Se consideriamo i risultati per quello che sono — pietre miliari in un percorso evolutivo — allora GDPval ci racconta che alcuni modelli AI stanno entrando in territori prima riservati agli umani esperti. In contesti ben definibili, con criteri chiari, l’IA può produrre risultati che non si distinguono facilmente da quelli umani.
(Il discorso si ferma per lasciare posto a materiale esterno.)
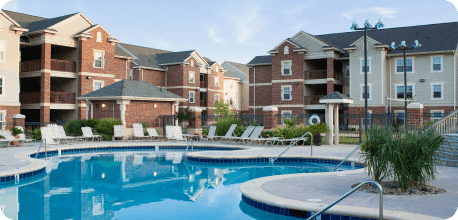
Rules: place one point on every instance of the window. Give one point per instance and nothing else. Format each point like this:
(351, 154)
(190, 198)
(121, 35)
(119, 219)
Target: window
(286, 92)
(436, 64)
(98, 84)
(191, 76)
(191, 96)
(400, 92)
(436, 91)
(369, 87)
(99, 37)
(400, 65)
(98, 59)
(286, 67)
(286, 115)
(368, 65)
Questo non vuol dire che i professionisti siano presto obsolete. Significa però che alcuni compiti ripetitivi, ben formali, possono essere affidati alle macchine, liberando tempo per chi lavora su parti più creative, critiche, non strutturabili. È un invito a ripensare i confini tra “ciò che l’IA può fare” e “ciò che richiede ancora il tocco umano”.
Aaron Chatterjee, capo economista di OpenAI, lo ha espresso bene: man mano che i modelli diventano più competenti, gli esseri umani potranno delegare compiti e concentrarsi su attività di maggior valore. Tejal Patwardhan, responsabile della valutazione, ha aggiunto che la velocità con cui l’IA entra in compiti reali sta accelerando, e che la tendenza continuerà.
In fondo, GDPval è un po’ un termometro: misura quanta distanza c’è ancora tra “fare il compito” e “fare il lavoro”. Ma segna che quella distanza si sta riducendo — forse più in fretta di quanto pensassimo.